Strategic technology alliance: no borders to technology

This book takes a detailed look at the development of Flat Panel Displays and the enormously complex and expensive developments (in science, technology, manufacturing and manufacturing equipment) needed for them. Based on extensive field interviews in the US and Japan, the authors show that no company could have developed the technologies required alone. Instead, a collaborative community of practice of suppliers, manufacturers, scientists, and users had to coalesce, and did, in Japan. Nevertheless, some US firms were critical players: those that collaborated and participated in Japan. This book forces us to rethink simple-minded notions of how and where technology can develop, with profound implications for managing strategy, making trade policy, and understanding increasingly complex high tech strategy.

"Hits the nail on the head for global knowledge management."

"Managing New Industry Creation" mines a richly detailed case study to provide critical insights into how knowledge creation and management are the key to global competitive success. The book provides a blueprint on how to create and sustain advantage by leveraging core competencies through global alliances and markets. Murtha, Lenway, and Hart distill extensive fieldwork in the flat panel display industry through the lens of their strategic management expertise to produce a timely read for executives and researchers.

An important study for anyone involved in a new industry

"Managing New Industry Creation" by Murtha, Lenway and Hart is a narrative not unlike the Search for the Holy Grail or the Golden Fleece, but with an important twist: Flat Panel Displays were found.

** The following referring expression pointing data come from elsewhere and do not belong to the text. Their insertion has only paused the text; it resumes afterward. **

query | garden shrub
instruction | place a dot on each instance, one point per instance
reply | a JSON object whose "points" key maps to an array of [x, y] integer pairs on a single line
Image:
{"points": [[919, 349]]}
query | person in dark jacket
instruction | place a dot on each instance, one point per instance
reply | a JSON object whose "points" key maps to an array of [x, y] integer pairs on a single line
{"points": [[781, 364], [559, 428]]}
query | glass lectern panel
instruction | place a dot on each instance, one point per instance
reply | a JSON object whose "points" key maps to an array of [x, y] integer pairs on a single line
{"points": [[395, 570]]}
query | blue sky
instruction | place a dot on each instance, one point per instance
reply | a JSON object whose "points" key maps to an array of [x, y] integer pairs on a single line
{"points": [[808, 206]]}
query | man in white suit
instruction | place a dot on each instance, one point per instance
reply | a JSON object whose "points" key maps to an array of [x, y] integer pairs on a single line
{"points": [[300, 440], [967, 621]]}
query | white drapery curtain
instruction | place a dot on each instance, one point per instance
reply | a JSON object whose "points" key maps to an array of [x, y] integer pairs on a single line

It is a very well-researched academic work written in a strange language, readable English. The typeface is clear and nicely-leaded for easy reading.The authors' analysis of the history of the flat panel industry becomes a metaphor and an outline for profitable development of emerging industries. Opportunities, problems, disappointments and successes are well-documented. The importance of cooperation with suppliers, competitors and even other cultures is completely noted. Historically taboo management techniques are shown to be necessary when working with industry development.This book is a must-read for all levels of corporate managers involved in industry creation.